Modern challenges of disinformation in media: anomaly detection in social network metrics using machine learning models
DOI: 10.31673/2412-9070.2025.027701
Анотація
The article considers the problem of detecting anomalies in the time series of media content metrics obtained from Telegram channels. The task of detecting anomalies is relevant in the context of combating disinformation and analyzing the dynamics of content distribution in social networks. Anomalies in metrics, such as the number of views, shares, comments, and reactions, may indicate manipulative actions, including the use of bots, falsification of reach, or the spread of disinformation.

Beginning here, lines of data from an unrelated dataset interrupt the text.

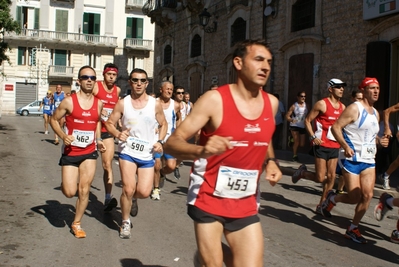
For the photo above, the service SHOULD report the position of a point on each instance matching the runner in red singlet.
(237, 122)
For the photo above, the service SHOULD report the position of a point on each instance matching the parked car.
(30, 109)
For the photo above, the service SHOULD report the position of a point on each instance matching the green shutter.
(129, 26)
(21, 55)
(97, 21)
(60, 57)
(61, 20)
(86, 23)
(139, 28)
(19, 17)
(37, 19)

A dataset obtained through the official Telegram API was used for the analysis. A feature of the data is the lack of retrospective values of metrics, which complicates the analysis of their dynamics. This problem was partially solved by collecting data at fixed time intervals after the publication of each post. The collected data was grouped by the channels of origin of the posts and time intervals after publication to ensure the accuracy of the analysis. Since the data were unlabeled, manual processing was used to remove outliers and ensure the reliability of the modeling.

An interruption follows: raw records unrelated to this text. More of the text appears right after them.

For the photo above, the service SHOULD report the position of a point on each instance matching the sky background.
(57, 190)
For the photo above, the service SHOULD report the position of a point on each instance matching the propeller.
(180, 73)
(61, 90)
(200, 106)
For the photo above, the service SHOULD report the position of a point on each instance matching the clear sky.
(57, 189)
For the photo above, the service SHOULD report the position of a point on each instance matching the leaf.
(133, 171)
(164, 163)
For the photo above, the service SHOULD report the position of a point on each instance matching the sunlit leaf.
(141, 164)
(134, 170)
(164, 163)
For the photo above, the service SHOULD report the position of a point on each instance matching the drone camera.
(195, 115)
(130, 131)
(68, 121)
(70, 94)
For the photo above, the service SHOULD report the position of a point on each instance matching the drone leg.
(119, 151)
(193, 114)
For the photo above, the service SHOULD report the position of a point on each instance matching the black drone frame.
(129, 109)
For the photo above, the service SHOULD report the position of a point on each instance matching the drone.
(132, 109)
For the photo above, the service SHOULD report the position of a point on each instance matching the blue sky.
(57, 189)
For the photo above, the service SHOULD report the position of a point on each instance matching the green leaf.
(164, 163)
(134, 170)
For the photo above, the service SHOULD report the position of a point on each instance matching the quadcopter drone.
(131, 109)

The article analyzes the functionality of five Python libraries for detecting anomalies in time series: PyOD, TODS, PySAD, Darts, and Prophet. Their compliance with the requirements was assessed, in particular, with respect to working with time series, processing incomplete data, real-time support, seasonality, and computational efficiency. A comparison was made based on tables and graphs that demonstrate the results of using each library. In particular, the PyOD library is a well-known tool for detecting anomalies, but does not support direct work with time series. TODS has the potential to detect anomalies in streaming data, but its development has been discontinued. PySAD specializes in streaming data analysis, but requires a fixed frequency of input data, which limits its application. The Darts library offers a wide set of algorithms for time series analysis, but requires pre-filling of missing values, which creates an additional load on the model. The best results were achieved using the Prophet model, which is able to work with irregular time series without the need for additional data augmentation.
The experiments conducted showed that Prophet provides the best balance between forecast accuracy and computational efficiency. The choice of the amount of historical data for modeling is crucial, since excessive data increases processing time, and insufficient data reduces forecast accuracy.
The results of the study indicate that none of the considered libraries is a universal solution for all tasks. However, Prophet showed the greatest potential for detecting anomalies in the time series of Telegram metrics, which makes it the best candidate for further development and adaptation in media content monitoring tasks.
Keywords: predictive model, optimization, social networks, machine learning, data analytics, anomaly detection, engagement metrics.